Every database query starts as a string. Small queries stay readable. But the moment you add optional filters, pagination, sorting, and joins, string concatenation turns your code into an unreadable mess of if statements and f-strings. One missed space, one misplaced comma, and the query breaks.

QueryBuilder solves this. It gives you a fluent, chainable API that assembles SQL for you. You describe what you want — columns, conditions, joins, ordering — and QueryBuilder produces the correct SQL string with properly separated parameters. No concatenation. No injection risk.

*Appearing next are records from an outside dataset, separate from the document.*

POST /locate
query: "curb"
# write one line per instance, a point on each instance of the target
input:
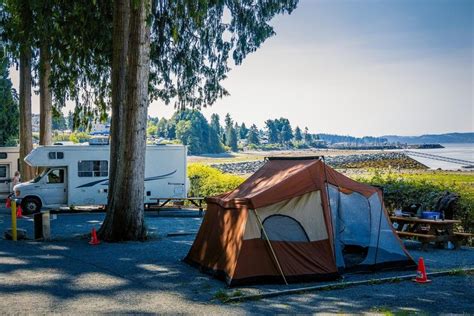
(335, 286)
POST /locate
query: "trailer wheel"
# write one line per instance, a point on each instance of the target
(31, 205)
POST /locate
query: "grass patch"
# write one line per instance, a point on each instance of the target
(405, 188)
(224, 296)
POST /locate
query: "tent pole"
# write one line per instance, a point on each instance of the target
(271, 248)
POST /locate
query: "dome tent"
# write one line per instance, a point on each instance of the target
(295, 220)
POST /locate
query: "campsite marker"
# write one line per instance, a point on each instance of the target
(19, 212)
(421, 276)
(94, 240)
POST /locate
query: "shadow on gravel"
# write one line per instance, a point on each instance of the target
(126, 277)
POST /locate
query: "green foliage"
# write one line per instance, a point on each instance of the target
(59, 121)
(252, 135)
(243, 131)
(192, 129)
(152, 129)
(79, 137)
(298, 136)
(9, 112)
(279, 131)
(208, 181)
(426, 188)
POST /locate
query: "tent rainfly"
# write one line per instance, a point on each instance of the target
(296, 220)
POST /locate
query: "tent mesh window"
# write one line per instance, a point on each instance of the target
(284, 228)
(356, 227)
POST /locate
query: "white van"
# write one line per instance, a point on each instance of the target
(9, 163)
(78, 176)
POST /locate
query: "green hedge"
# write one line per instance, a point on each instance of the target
(427, 188)
(208, 181)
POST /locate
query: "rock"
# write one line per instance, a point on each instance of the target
(20, 234)
(378, 160)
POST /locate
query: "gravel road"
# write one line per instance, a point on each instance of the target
(67, 275)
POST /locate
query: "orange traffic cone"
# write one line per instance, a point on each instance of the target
(19, 212)
(421, 276)
(94, 240)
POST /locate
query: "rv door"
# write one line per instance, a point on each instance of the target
(55, 187)
(4, 179)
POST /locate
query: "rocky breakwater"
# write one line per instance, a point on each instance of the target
(361, 161)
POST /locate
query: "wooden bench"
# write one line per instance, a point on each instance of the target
(466, 235)
(422, 236)
(162, 202)
(425, 239)
(460, 237)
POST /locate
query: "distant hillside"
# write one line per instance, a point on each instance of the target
(332, 139)
(430, 139)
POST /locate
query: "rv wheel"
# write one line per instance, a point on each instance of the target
(31, 205)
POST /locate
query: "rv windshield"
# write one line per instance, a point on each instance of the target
(37, 178)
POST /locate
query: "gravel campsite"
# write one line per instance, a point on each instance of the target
(67, 275)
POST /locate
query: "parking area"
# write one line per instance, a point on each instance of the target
(68, 275)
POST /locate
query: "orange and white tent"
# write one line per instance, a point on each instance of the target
(296, 220)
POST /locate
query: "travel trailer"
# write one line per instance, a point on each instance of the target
(78, 176)
(9, 163)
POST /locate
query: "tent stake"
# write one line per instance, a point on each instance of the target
(270, 245)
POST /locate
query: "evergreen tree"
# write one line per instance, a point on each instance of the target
(252, 135)
(215, 123)
(298, 136)
(70, 120)
(162, 128)
(243, 131)
(232, 139)
(307, 136)
(9, 112)
(286, 134)
(272, 131)
(59, 121)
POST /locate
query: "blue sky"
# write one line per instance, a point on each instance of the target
(359, 67)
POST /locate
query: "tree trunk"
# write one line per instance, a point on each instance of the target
(125, 213)
(26, 143)
(46, 103)
(121, 20)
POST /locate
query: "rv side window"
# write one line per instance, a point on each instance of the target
(56, 155)
(3, 171)
(93, 168)
(56, 176)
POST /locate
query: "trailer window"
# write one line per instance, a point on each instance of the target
(56, 176)
(93, 168)
(56, 155)
(3, 171)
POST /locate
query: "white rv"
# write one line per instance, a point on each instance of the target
(9, 163)
(78, 176)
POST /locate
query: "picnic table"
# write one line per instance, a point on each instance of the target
(162, 202)
(429, 230)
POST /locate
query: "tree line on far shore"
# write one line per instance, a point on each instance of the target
(191, 128)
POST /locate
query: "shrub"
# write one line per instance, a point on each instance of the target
(426, 188)
(208, 181)
(79, 137)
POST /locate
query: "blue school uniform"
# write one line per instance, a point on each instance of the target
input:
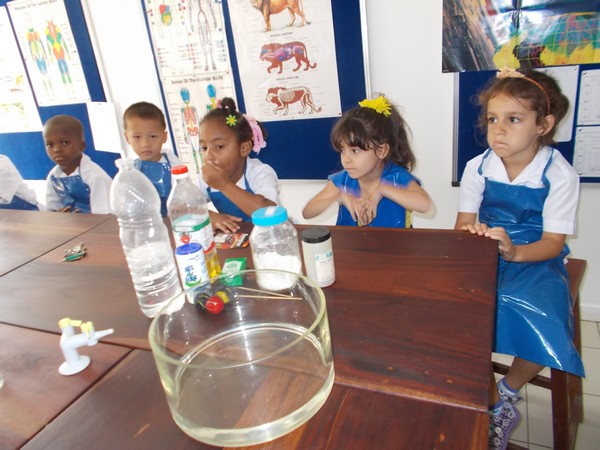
(389, 213)
(534, 316)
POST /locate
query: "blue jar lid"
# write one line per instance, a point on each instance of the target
(188, 249)
(271, 215)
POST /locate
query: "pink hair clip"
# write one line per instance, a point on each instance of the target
(257, 136)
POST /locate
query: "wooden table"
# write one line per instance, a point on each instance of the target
(411, 317)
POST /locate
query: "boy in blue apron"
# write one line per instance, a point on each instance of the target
(14, 193)
(236, 184)
(525, 194)
(375, 188)
(76, 184)
(146, 132)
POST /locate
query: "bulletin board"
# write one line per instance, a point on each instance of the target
(301, 149)
(27, 150)
(469, 141)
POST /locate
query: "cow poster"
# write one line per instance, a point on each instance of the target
(286, 58)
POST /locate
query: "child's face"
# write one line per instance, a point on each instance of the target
(219, 145)
(64, 146)
(361, 163)
(512, 129)
(146, 137)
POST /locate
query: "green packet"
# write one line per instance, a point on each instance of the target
(232, 266)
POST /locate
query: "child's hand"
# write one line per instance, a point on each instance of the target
(214, 175)
(225, 222)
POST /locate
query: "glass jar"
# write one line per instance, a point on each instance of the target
(274, 245)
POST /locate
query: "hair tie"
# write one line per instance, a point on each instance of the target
(257, 136)
(508, 72)
(380, 104)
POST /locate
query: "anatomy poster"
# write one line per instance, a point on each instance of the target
(190, 47)
(489, 35)
(286, 58)
(48, 48)
(18, 112)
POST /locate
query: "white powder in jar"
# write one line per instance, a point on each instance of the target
(275, 281)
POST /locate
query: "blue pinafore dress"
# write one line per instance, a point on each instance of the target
(19, 203)
(159, 173)
(226, 206)
(534, 317)
(73, 192)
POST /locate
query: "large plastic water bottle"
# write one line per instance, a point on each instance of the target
(190, 221)
(145, 240)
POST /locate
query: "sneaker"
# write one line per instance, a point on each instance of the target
(506, 394)
(502, 424)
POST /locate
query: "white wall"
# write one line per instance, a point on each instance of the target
(405, 57)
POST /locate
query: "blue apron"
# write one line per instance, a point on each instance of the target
(226, 206)
(159, 173)
(534, 317)
(73, 192)
(19, 203)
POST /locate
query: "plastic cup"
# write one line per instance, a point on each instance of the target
(252, 371)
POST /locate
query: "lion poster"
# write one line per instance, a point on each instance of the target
(286, 57)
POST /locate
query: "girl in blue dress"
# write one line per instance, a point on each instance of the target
(525, 194)
(376, 187)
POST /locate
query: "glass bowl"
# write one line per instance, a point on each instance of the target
(245, 364)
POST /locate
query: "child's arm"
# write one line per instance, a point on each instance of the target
(320, 202)
(412, 197)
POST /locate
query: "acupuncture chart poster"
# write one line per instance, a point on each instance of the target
(49, 50)
(18, 112)
(192, 56)
(288, 67)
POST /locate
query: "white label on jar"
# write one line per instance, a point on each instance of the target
(324, 267)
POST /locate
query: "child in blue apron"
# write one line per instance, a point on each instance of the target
(525, 194)
(14, 193)
(376, 187)
(235, 183)
(146, 132)
(76, 184)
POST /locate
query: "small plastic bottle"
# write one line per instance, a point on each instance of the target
(190, 221)
(274, 245)
(145, 240)
(318, 255)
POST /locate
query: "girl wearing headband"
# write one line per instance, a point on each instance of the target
(522, 193)
(376, 187)
(236, 184)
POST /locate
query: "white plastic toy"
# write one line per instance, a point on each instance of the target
(70, 342)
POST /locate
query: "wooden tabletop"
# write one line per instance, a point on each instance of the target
(411, 316)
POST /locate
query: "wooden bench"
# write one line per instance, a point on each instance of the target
(566, 388)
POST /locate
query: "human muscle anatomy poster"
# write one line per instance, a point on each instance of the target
(286, 57)
(192, 56)
(44, 34)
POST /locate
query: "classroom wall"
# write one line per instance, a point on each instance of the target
(405, 57)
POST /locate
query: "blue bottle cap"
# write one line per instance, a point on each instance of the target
(271, 215)
(188, 249)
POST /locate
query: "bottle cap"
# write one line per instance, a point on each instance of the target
(179, 170)
(271, 215)
(314, 235)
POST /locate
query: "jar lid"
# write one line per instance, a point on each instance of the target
(179, 170)
(314, 235)
(188, 249)
(271, 215)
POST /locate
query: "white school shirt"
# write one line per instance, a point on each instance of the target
(11, 183)
(93, 175)
(261, 178)
(560, 207)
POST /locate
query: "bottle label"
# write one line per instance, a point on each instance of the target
(191, 264)
(187, 231)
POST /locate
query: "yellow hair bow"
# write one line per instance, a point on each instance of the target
(380, 104)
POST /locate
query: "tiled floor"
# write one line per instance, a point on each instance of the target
(535, 429)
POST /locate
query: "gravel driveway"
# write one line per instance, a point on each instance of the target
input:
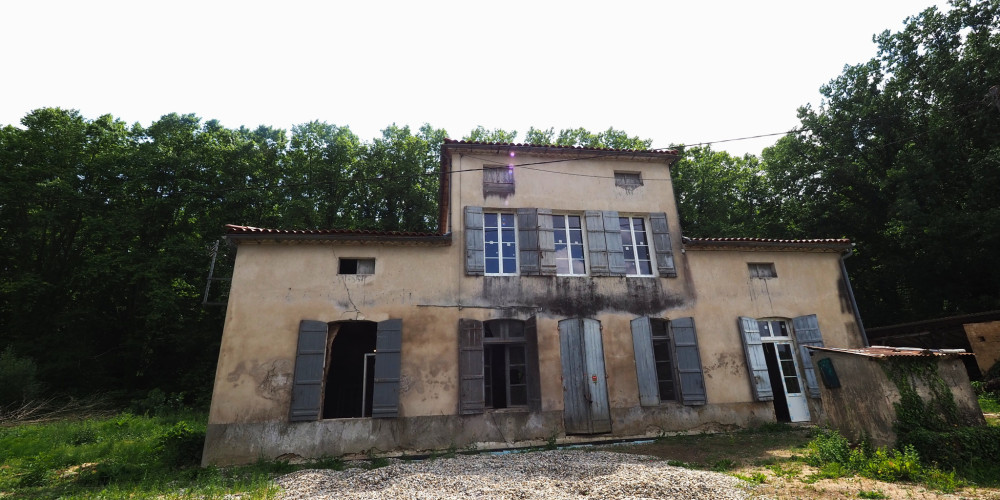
(558, 474)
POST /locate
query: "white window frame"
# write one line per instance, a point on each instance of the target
(500, 243)
(635, 253)
(583, 242)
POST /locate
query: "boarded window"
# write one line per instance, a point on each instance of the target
(762, 270)
(628, 180)
(357, 266)
(498, 180)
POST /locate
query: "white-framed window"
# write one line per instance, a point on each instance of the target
(635, 244)
(500, 245)
(569, 248)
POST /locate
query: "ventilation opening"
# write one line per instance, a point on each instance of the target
(350, 371)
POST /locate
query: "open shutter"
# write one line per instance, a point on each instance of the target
(475, 255)
(546, 242)
(807, 334)
(613, 240)
(597, 245)
(307, 382)
(531, 348)
(661, 245)
(684, 344)
(388, 348)
(527, 241)
(645, 362)
(470, 367)
(756, 363)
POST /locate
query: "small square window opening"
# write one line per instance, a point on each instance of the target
(762, 270)
(357, 266)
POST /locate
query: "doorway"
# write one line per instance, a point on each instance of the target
(350, 370)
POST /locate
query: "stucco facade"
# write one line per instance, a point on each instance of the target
(478, 354)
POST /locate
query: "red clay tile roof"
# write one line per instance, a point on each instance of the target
(556, 148)
(250, 232)
(879, 351)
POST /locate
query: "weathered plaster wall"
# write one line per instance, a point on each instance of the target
(807, 283)
(985, 341)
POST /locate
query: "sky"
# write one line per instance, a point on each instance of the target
(673, 72)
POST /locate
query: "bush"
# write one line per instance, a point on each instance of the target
(18, 378)
(181, 445)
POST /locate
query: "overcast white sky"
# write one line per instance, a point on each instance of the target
(675, 72)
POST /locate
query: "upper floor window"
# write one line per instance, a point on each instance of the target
(500, 238)
(762, 270)
(636, 246)
(568, 232)
(498, 180)
(628, 180)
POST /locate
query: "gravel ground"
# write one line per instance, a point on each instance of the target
(556, 474)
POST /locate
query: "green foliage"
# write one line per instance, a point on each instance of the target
(18, 378)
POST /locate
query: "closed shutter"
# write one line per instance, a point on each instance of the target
(756, 363)
(684, 344)
(597, 246)
(472, 399)
(661, 245)
(527, 240)
(807, 334)
(534, 376)
(475, 255)
(613, 239)
(645, 362)
(388, 350)
(307, 382)
(546, 242)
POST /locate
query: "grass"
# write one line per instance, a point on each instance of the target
(126, 456)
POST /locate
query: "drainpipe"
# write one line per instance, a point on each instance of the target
(850, 292)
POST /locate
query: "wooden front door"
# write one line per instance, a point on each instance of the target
(585, 385)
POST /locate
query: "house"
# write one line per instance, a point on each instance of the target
(860, 388)
(558, 300)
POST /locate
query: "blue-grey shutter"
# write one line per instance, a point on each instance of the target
(807, 334)
(684, 344)
(388, 350)
(527, 241)
(661, 245)
(756, 363)
(597, 246)
(307, 381)
(546, 242)
(613, 240)
(645, 362)
(475, 255)
(471, 396)
(534, 375)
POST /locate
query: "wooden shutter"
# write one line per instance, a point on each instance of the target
(687, 359)
(807, 334)
(613, 240)
(527, 241)
(472, 398)
(661, 245)
(756, 363)
(534, 375)
(597, 246)
(645, 362)
(475, 255)
(388, 348)
(307, 382)
(546, 242)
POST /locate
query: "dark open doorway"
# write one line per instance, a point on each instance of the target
(777, 386)
(348, 390)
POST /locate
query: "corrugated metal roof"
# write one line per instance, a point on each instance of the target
(880, 351)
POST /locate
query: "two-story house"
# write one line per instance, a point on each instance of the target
(557, 299)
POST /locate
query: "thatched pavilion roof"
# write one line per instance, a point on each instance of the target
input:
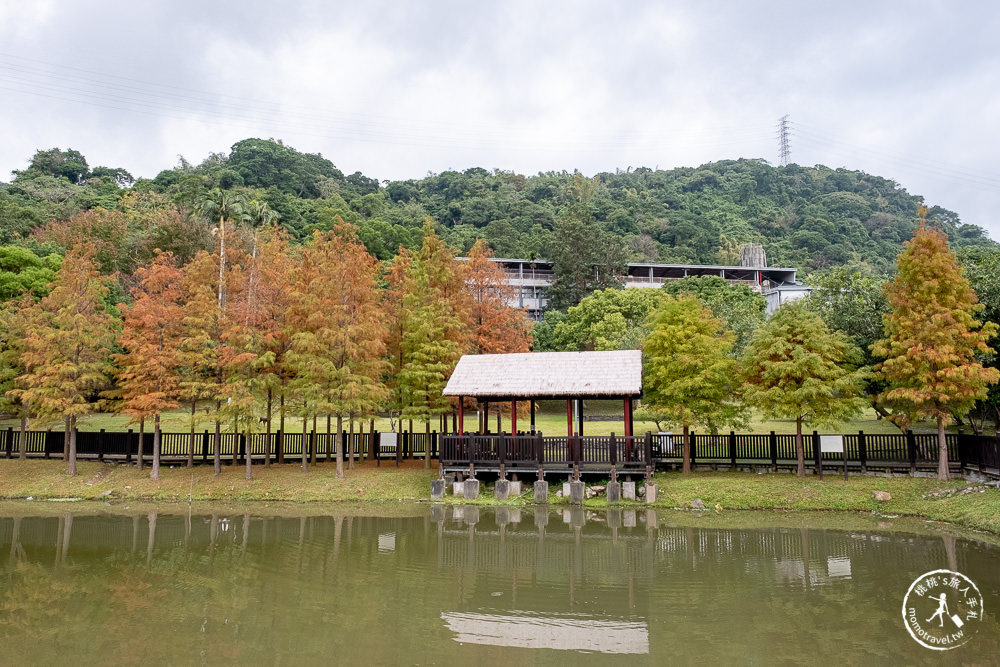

No debugging whitespace.


1. The Factory: from_table()

Every QueryBuilder chain starts with from_table(). It takes a table name and an optional database connection.

python
from tina4_python.query_builder import QueryBuilder

qb = QueryBuilder.from_table("users", db)

The first argument is the table name. The second is your database connection — the same Database object you use everywhere else. If you omit the database, QueryBuilder will fall back to the global ORM database (set via orm_bind()). If neither exists, it raises a RuntimeError when you try to execute.

from_table() returns a fresh QueryBuilder instance. Every method you call on it returns the same instance, so you can chain.


2. Choosing Columns: select()

By default, QueryBuilder selects all columns (*). Use select() to narrow the result.

python
qb = QueryBuilder.from_table("users", db) \
    .select("id", "name", "email")

Pass column names as separate arguments — not a list. Each call to select() replaces the previous column selection.

python
# This selects only "email", not "id", "name", "email"
qb = QueryBuilder.from_table("users", db) \
    .select("id", "name") \
    .select("email")

If you want all columns, skip select() entirely. The default is *.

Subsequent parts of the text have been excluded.